A Thousand Hearts is an epic novel, sweeping across several continents and touching on many of the turbulent events of the 20th century. The brilliant young architect, Ezra Marinsky, sails to Mandatory Palestine on the 'Ruslan', (the Zionist equivalent of the 'Mayflower'). The voyage encircles the Jewish Diaspora, navigating through an interwoven tapestry of stories, inner monologues and invocations. Marinsky arrives in Palestine and meets the Englishmen who rule the land, the emerging Jewish elite and its greatest poet. Despite his sublime Palladian vision and his dream of immortality, he designs Tel Aviv's buildings on a minor scale. The novel moves from Palestine to Poland to Samarkand, introducing a medley of fascinating characters against ever-shifting backdrops. The scene moves from the lovely villa of a Polish prince to a dusty street in oriental Samarkand, where a donkey dies under its load. We meet the gifted Alec Cherniak, Marinksy's daughter Madi, Judge Rieti and his son Yuli, and a Korean who worships Stalin.
Structured upon the Renaissance distinction between the four stages of drawing, this novel creates a uniquely innovative aesthetic order. Polyphonic and fragmentary elements, myth and legend, all combine in a masterful rendition of epic history and its devastating effect on human aspirations and emotions.

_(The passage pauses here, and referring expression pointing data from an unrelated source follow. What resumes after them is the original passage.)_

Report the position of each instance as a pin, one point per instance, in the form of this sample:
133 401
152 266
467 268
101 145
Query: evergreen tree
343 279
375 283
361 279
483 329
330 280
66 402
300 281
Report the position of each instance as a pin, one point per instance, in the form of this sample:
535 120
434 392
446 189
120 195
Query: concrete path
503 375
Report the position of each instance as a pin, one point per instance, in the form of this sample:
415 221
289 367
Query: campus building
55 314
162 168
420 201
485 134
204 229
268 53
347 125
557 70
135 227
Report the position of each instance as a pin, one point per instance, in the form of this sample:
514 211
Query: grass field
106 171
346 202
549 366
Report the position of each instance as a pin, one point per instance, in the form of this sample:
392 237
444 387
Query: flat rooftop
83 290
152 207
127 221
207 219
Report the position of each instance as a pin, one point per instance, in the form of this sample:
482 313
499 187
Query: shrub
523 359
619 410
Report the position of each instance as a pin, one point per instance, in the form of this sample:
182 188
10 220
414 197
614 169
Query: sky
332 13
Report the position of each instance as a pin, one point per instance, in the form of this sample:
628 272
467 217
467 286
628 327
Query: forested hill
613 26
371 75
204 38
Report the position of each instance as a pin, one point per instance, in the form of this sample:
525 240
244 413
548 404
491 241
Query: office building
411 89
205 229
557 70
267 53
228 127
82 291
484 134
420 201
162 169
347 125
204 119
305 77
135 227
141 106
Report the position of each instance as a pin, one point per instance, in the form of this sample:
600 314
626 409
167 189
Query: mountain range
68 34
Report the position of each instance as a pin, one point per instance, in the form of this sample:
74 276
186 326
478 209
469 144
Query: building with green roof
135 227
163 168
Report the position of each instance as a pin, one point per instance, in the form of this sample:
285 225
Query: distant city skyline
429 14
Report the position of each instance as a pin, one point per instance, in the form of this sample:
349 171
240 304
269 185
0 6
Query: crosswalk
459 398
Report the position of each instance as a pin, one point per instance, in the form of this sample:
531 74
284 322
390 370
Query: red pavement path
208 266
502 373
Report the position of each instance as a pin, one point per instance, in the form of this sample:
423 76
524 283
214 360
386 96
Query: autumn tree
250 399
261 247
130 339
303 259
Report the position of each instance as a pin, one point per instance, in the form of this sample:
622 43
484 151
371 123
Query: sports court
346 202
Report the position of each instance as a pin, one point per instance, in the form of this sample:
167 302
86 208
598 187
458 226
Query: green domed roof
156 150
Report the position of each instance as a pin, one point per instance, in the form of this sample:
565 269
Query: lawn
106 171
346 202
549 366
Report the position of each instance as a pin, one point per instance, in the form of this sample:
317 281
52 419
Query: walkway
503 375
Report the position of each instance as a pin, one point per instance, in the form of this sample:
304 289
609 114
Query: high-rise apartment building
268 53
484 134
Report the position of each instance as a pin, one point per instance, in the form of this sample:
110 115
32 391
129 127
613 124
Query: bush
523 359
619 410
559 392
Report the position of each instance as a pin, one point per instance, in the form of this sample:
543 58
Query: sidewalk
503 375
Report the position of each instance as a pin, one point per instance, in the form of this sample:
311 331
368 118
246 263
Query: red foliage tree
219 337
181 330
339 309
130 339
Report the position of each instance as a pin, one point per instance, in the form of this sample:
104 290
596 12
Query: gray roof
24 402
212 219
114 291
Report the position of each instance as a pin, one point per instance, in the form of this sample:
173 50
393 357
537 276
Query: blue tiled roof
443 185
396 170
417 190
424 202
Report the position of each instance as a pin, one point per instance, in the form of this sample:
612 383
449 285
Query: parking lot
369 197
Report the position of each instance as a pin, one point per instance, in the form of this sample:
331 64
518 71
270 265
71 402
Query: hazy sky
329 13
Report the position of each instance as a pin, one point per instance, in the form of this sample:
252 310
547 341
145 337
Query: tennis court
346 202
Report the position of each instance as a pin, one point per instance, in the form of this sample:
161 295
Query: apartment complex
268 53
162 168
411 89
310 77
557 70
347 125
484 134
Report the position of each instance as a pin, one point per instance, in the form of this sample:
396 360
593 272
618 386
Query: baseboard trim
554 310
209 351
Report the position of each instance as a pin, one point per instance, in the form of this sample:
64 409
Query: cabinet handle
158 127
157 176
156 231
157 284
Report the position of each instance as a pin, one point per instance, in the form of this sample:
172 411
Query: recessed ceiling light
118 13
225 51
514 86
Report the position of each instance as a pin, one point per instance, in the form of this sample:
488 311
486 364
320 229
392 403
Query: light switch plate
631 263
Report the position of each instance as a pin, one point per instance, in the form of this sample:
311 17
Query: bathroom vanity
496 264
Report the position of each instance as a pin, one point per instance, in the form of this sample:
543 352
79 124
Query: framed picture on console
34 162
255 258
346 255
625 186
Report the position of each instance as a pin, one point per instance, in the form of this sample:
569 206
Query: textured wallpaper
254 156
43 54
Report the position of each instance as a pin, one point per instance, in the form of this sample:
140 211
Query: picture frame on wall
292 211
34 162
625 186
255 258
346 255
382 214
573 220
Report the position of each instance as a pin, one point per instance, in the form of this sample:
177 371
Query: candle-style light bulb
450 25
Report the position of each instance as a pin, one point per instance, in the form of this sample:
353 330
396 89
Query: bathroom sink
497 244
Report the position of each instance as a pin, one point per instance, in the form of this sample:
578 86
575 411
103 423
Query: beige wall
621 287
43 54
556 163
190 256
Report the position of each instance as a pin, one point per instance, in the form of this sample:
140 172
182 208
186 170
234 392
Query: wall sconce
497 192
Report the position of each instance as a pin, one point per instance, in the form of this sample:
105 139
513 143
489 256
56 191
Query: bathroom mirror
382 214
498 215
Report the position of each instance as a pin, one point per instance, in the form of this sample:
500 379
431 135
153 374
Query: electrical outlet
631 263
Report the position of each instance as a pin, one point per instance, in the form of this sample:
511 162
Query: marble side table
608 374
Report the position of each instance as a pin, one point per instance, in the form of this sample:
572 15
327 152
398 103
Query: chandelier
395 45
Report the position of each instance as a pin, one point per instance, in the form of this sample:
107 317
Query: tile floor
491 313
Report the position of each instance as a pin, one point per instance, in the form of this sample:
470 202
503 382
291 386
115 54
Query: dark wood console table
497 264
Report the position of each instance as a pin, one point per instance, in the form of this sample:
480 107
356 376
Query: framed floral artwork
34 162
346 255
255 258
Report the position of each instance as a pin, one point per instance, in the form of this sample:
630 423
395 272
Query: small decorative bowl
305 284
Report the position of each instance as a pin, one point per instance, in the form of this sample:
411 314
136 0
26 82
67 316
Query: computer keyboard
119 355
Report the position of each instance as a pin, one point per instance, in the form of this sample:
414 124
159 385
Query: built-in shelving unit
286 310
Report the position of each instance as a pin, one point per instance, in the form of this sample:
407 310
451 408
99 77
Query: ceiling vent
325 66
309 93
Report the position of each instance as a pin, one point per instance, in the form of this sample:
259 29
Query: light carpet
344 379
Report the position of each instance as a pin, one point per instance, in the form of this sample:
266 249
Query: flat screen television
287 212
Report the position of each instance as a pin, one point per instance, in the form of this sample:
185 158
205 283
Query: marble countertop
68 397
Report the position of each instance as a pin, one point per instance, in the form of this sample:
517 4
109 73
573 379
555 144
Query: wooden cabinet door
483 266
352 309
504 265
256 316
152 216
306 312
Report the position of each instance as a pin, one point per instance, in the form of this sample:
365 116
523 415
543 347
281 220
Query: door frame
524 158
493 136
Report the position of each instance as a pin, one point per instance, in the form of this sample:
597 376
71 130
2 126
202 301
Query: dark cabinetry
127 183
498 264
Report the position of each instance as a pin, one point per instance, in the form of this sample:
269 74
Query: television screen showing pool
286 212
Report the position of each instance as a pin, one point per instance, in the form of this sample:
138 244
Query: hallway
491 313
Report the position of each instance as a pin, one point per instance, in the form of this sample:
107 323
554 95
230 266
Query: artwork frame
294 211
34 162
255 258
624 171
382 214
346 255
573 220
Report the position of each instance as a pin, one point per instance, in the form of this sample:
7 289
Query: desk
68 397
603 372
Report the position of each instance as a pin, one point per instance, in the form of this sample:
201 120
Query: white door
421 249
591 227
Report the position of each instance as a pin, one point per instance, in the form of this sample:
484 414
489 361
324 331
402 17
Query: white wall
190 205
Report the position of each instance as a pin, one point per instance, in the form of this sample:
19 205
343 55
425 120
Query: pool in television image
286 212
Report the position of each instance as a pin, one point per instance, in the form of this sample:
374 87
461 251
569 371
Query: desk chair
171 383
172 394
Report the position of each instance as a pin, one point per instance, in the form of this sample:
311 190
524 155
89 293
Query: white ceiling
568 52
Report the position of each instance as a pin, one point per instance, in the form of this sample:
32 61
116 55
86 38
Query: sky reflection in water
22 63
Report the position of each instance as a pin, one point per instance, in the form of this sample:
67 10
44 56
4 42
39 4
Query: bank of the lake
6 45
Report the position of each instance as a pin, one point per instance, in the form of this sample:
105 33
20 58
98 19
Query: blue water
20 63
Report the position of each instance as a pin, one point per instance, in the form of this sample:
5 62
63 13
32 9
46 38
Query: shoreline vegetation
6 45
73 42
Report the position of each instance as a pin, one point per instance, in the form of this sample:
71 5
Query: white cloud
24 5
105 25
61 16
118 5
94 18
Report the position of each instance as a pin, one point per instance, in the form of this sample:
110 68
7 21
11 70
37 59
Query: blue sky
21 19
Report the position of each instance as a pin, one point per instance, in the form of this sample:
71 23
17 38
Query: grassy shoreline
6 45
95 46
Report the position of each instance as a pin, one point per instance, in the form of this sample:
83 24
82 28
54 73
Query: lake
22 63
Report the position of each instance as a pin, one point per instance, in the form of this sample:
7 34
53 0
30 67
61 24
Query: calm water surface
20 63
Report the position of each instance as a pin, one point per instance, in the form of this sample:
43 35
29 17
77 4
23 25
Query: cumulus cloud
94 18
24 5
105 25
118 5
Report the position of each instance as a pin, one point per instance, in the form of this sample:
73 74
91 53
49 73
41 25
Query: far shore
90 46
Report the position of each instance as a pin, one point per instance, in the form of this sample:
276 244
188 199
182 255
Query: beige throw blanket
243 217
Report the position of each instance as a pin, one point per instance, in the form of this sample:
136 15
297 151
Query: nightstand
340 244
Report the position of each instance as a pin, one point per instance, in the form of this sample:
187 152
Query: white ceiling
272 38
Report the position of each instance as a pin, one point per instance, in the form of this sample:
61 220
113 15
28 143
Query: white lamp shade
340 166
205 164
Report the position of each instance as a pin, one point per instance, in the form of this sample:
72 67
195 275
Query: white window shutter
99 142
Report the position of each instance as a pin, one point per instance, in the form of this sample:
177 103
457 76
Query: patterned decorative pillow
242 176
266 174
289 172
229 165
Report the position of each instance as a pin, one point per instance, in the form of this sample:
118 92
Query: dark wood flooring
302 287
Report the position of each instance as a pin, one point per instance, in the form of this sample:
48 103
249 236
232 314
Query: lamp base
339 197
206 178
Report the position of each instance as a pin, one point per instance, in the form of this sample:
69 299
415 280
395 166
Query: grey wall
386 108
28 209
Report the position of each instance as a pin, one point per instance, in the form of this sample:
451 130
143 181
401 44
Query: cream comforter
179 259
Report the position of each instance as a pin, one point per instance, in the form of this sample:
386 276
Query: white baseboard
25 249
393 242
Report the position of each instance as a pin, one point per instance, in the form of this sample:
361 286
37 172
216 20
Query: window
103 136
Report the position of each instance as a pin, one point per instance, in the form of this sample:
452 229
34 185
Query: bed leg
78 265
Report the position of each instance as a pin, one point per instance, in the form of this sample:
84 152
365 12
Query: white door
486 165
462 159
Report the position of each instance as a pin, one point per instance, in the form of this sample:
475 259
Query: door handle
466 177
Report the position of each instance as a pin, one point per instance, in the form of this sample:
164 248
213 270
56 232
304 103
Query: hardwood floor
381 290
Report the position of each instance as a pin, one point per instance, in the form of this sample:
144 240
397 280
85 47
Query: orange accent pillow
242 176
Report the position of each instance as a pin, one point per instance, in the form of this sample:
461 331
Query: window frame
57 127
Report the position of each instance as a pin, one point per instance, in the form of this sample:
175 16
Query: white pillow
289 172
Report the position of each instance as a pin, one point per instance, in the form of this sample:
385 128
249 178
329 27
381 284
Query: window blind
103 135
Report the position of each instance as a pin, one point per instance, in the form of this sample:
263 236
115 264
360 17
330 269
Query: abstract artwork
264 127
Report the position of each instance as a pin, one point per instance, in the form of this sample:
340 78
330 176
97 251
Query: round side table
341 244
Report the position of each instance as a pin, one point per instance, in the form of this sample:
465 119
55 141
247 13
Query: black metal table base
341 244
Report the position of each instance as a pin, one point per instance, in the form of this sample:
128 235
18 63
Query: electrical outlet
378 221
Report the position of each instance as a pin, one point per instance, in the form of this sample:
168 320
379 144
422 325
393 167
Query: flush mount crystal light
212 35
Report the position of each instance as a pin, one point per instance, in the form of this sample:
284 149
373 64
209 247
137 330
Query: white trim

A great novel, gigantic and wondrous... Too much time has elapsed (a century? half-a-century?) since Hebrew prose has celebrated such an event.
Critic Eli Hirsh
A grand, giant colorful canvas of profound depth.
What is beautiful here...is the descriptive and linguistic wealth of the author. It would seem that there is no other Israeli writer who could portray with so much vitality a hospital in Samarkand and the Korean patient in it who praises Stalin.
A Thousand Hearts is a marvel and a paradox that impassions the mind and excites the imagination.